Memulai bisnis di usia berapa pun melibatkan risiko. Ketika masih muda dan tinggal di bawah atap orang tua, konsekuensi dari kegagalan jauh lebih rendah. Membuat kesalahan sejak dini berarti Anda akan memiliki lebih banyak waktu ke depan untuk memperbaikinya.
"Saat memulai bisnis apa pun, ada banyak hal yang tidak diketahui, dan satu-satunya cara untuk mempercepat kurva pembelajaran adalah dengan mencoba banyak hal," kata Nick Mares, yang mendirikan perusahaan kaldu tulang Kettle & Fire bersama saudaranya Justin saat ia masih remaja. "Mencoba dan gagal bukanlah sesuatu yang harus dihindari. Gagal dengan cepat dan belajar lebih cepat".
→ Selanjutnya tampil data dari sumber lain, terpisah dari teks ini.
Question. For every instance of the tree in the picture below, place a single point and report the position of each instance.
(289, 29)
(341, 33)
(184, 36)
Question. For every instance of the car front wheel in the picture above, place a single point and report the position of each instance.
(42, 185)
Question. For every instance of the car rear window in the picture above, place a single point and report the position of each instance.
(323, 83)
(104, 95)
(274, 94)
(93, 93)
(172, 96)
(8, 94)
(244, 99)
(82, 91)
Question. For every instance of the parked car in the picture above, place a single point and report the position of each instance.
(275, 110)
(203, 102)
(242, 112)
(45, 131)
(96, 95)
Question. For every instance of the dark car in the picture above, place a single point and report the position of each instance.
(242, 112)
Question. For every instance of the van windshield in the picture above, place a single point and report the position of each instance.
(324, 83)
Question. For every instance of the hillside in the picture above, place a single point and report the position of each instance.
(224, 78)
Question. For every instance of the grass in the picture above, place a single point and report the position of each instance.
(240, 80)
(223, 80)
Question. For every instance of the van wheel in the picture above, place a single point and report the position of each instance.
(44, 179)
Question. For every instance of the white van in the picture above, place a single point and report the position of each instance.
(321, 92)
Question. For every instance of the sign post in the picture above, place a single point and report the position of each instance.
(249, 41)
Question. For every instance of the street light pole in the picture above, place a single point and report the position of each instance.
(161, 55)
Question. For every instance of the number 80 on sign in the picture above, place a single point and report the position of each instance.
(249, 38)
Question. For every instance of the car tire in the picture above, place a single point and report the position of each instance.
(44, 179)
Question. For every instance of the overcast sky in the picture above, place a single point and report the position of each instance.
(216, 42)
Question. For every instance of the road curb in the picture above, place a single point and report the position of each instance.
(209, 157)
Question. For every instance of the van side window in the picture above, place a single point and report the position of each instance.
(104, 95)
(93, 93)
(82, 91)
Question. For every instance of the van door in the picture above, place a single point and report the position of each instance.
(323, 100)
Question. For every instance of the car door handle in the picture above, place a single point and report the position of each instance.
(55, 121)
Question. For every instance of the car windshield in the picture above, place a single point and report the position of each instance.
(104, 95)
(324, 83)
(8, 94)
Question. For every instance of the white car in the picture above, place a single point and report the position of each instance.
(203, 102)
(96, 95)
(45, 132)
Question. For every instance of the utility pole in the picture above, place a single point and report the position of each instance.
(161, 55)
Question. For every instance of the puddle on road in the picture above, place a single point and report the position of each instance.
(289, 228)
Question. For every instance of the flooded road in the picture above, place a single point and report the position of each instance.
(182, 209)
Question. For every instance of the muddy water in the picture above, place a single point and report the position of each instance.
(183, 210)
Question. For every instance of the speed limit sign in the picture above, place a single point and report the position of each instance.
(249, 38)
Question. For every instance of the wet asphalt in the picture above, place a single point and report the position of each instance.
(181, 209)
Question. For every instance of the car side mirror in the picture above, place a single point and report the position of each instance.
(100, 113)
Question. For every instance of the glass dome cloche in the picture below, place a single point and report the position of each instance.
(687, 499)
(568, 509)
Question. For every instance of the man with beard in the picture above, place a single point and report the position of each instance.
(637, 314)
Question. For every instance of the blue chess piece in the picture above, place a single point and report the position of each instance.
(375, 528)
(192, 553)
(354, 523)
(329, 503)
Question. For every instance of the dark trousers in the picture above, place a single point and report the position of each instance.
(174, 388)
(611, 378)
Anda tidak akan pernah memiliki waktu luang sebanyak ini lagi
Di antara sekolah, olahraga, kegiatan, dan kehidupan sosial yang aktif, mungkin sudah terasa seperti waktu yang sangat terbatas. Namun begitu, Anda memasuki masa dewasa. Jadwal bisa menjadi lebih sibuk lagi. Dengan lebih sedikit tanggung jawab dan tagihan yang harus dibayar, sekarang adalah waktu yang tepat untuk mewujudkan ide besar itu.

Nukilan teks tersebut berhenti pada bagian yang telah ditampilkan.